Now I want to upgrade ports, using portmaster. Will it reuse the build options, configured during the last install of ports or will it reset them to default ones?
Is it possible to reuse currently configured build options for all ports automatically during update by portmaster?


----------



## SirDice (Aug 30, 2018)

Peter2121 said:


> Will it reuse the build options, configured during the last install of ports or will it reset them to default ones?


If /var/db/ports/ is still intact the ports system will use the exact same options. 



Peter2121 said:


> Is it possible to reuse currently configured build options for all ports automatically during update by portmaster?


This is the default mode of operation.


----------



## VladiBG (Aug 30, 2018)

Yes the port options are saved in /var/db/ports.
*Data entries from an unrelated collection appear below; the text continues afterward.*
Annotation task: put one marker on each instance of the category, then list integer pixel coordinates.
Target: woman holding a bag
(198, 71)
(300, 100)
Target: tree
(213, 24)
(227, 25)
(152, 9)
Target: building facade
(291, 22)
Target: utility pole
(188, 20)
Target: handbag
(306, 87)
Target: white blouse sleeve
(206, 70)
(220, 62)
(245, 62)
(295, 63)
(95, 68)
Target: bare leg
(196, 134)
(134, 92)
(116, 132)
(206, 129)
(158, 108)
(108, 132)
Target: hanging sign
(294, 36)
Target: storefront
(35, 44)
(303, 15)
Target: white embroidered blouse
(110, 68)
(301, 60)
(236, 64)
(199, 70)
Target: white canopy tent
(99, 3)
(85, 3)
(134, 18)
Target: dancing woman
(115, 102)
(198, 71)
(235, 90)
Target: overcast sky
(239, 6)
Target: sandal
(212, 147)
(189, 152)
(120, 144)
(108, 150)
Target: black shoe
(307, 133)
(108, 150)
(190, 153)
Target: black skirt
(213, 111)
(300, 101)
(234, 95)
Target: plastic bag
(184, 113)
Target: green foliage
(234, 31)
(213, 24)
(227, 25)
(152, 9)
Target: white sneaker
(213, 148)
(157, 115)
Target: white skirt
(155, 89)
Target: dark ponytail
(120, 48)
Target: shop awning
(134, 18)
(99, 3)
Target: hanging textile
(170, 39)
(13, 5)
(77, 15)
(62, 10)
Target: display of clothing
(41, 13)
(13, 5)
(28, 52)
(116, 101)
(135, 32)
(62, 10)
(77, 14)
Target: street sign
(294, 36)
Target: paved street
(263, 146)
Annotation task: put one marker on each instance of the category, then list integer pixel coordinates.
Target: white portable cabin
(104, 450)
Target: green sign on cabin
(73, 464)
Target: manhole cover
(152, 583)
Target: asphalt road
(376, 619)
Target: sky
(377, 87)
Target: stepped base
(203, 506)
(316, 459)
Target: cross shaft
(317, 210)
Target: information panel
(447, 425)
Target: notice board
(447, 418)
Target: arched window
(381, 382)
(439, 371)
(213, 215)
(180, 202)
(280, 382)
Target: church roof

You can check the option that were used there or going in the port directory and view them using `make showconfig`
Keep in mind that some options are changing during the update of the ports. That's why aways read the /usr/ports/UPDATING

When i update my servers (i'm using portupgrade) i first make a full backup then restore this backup in virtual machine and test if everything is updating without problem and if there's some major version changes in the configuration i write down what step i'm making to resolve them. After i'm shure that the ports in the production will update without issue i proceed with the real update.


----------



## Peter2121 (Aug 30, 2018)

VladiBG said:


> When i update my servers (i'm using portupgrade) i first make a full backup then restore this backup in virtual machine and test if everything is updating without problem and if there's some major version changes in the configuration i write down what step i'm making to resolve them. After i'm sure that the ports in the production will update without issue i proceed with the real update.




Thanks, normally I clone my jail and test the upgrade on the clone. So during the next update of the main jail I know which steps could produce problems.


----------